Washington salue ce délai
Un ministre travailliste, Omer Bar Lev, a commencé à planifier la formation du corps dès les mois suivants, suscitant des critiques d’anciens cadres de sécurité, qui jugent le projet irréaliste : la police elle-même est déjà en sous-effectif, et l’armée fait face de longue date à des difficultés pour mobiliser ses propres réservistes. Les volontaires pourraient être peu nombreux. Selon la chaîne publique Kan, un premier embryon de cette nouvelle force a déjà été créé en mars dans la ville mixte – juive et arabe – de Lod, épicentre des violences de 2021.
Lundi soir, Washington a salué le délai accordé par M. Nétanyahou à ses opposants, et s’est dit confiant dans le fait qu’Israël ne plongerait pas dans une guerre civile. M. Nétanyahou s’est entretenu lundi avec le général Benny Gantz, meneur du parti d’opposition Unité nationale. Celui-ci lui a enjoint de rendre ses fonctions à M. Galant à la tête du ministère de la défense, en gage d’apaisement. Comme lui, le chef de l’opposition, Yaïr Lapid, se dit prêt à négocier un compromis sur la réforme. Il y voit l’occasion de rédiger enfin la Constitution dont l’Etat ne s’est jamais doté depuis sa naissance, en 1948. Selon une enquête d’opinion, une majorité des électeurs de ces deux opposants sont favorables à ce qu’ils rejoignent le gouvernement, pour enterrer définitivement la réforme présentée par Benyamin Nétanyahou.
Selon deux sondages publiés lundi soir par les chaînes 11 et 12, la coalition de M. Nétanyahou serait en nette minorité en cas de nouveau scrutin, avec une cinquantaine de sièges au Parlement. L’opposition pourrait former un gouvernement avec au moins 61 élus. Le Likoud n’avait pas été aussi impopulaire depuis dix-sept ans. Une nette majorité de ses électeurs refusent le limogeage du ministre Galant.
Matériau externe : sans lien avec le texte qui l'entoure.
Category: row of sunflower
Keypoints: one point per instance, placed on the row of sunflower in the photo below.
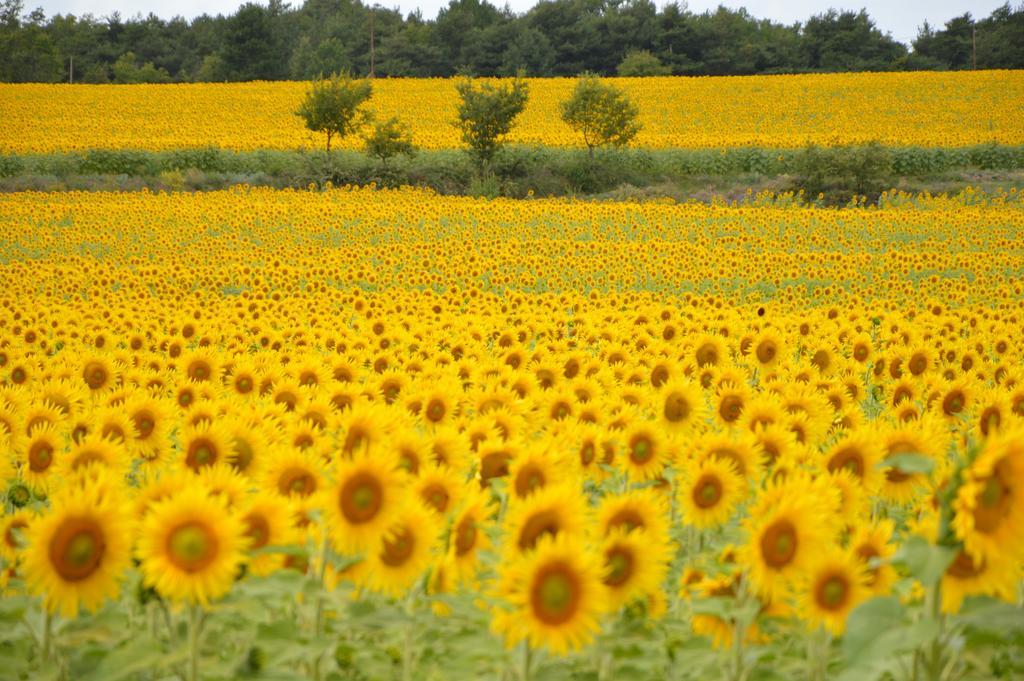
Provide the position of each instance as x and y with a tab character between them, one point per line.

Lundi, le président, Isaac Herzog, a rappelé le projet de réforme alternatif qu’il avait avancé voilà deux semaines, censé dégager un large consensus. Ce plan remodèle en profondeur les institutions : il politise fortement la sélection des juges de la Cour suprême et réduit leur pouvoir de supervision des lois. Sa cohérence garantit la continuité des institutions. Mais il n’est pas assuré que cet équilibre survive à des négociations entre les partis. Parmi les manifestants, divisés quant à leur objectif final – rejet simple de la réforme ou négociation –, certains appellent déjà à maintenir la pression dans la rue.